The Soccer World Cup in South Africa - opportunity and challenge for the entire continent. We'll be showing South African Soccer, the managers and architects of the greatest sporting event in African history (April 8).

Kaizer Chiefs FansImage: DW-TV

Over 80,000 spectators in the stadium of Soweto, South Africa's biggest township, raise a deafening roar. The bleachers tremble under the collective dance of the enthusiastic crowds. It's Derby Day. The two most popular soccer teams in Africa will soon take to the field: the Kaizer Chiefs and the Orlando Pirates. It's a sneak preview of the World Cup.
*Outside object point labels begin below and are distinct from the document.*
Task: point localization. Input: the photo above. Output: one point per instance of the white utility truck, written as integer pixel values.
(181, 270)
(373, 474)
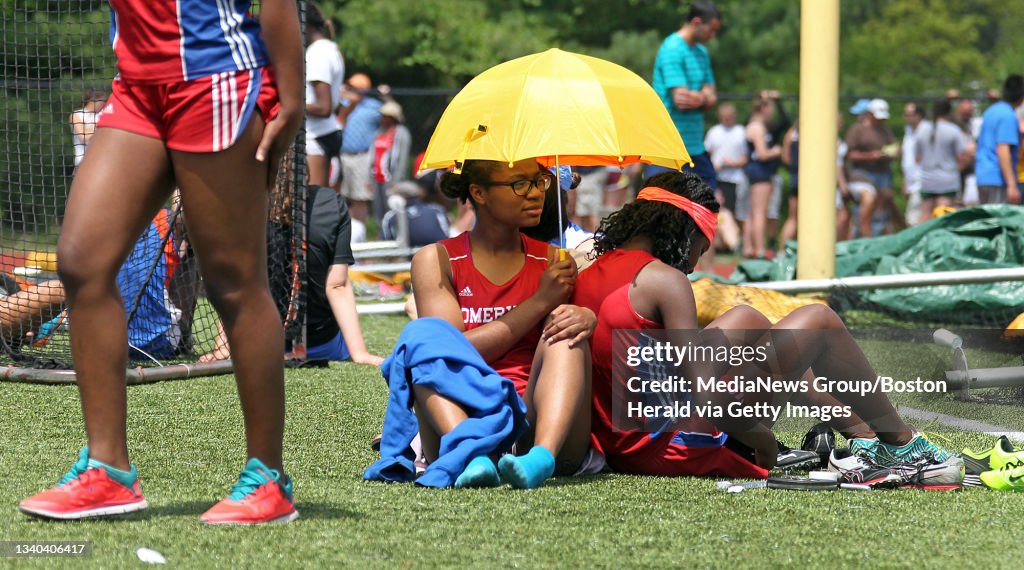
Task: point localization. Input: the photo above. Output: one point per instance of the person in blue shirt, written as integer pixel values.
(998, 144)
(360, 116)
(684, 81)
The Pre-Program of the DerbyImage: DW-TV

While rugby and cricket are still the top sports among white South Africans, soccer is the game of choice for the country's black majority. During the days of Apartheid, soccer provided an outlet for the pain and anger bottled up inside the black population. The stadium was a little patch of freedom that the regime allowed the black people - where they could even sing political protest songs at the top of their lungs without fear of reprisals. Today, of course, the stadiums have lost this function. But soccer still casts its spell on the masses. Thousands of aspiring soccer players dream of one day making it into the Premier Soccer League, the PSL. Bafana Bafana, South Africa's national team, is aiming for 2010.

Soccer in SowetoImage: DW-TV

There's a lot left to be done before the next World Cup. Most of South Africa's stadiums have to be expanded or renovated, and construction on four new arenas has only just got underway. In some of the host towns, the infrastructure needs improving to be able to accommodate the big event and the bigger crowds it will draw in 2010. The rising crime rates on the Cape of Good Hope have also given some cause for concern. But all these issues, problems and criticisms have done little to dampen the enthusiasm of the South Africans. The whole country is reveling in a virtually unsinkable optimism.
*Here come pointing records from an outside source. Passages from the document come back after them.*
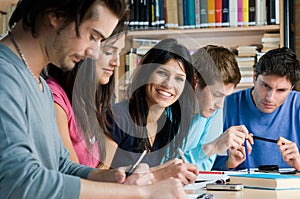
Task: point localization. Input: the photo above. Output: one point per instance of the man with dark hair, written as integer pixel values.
(271, 109)
(33, 161)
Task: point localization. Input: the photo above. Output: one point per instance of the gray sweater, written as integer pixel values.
(33, 160)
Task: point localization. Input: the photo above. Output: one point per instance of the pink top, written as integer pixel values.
(85, 156)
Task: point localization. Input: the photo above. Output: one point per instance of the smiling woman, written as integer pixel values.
(159, 97)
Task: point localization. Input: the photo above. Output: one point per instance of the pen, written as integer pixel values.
(211, 172)
(205, 196)
(131, 170)
(247, 157)
(264, 139)
(181, 155)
The Ellis Park Stadium in Johannesburg before expansionImage: DW-TV

Everyone involved is feeling the extreme time pressure, and it will just keep growing over the next three years. "When you come down to it, we're all doomed to succeed here. In Germany, it was comparatively quite a bit more convenient - we had much more time to get organized. But I think the people here can improvise. They've got lots of pride, and they'll prove they can do it", says Hubert Nienhoff, an architect with Gerkan, Marg and Partners. The Hamburg-based architectural firm is building new stadiums from the ground up in Cape Town, Durban and Port Elizabeth.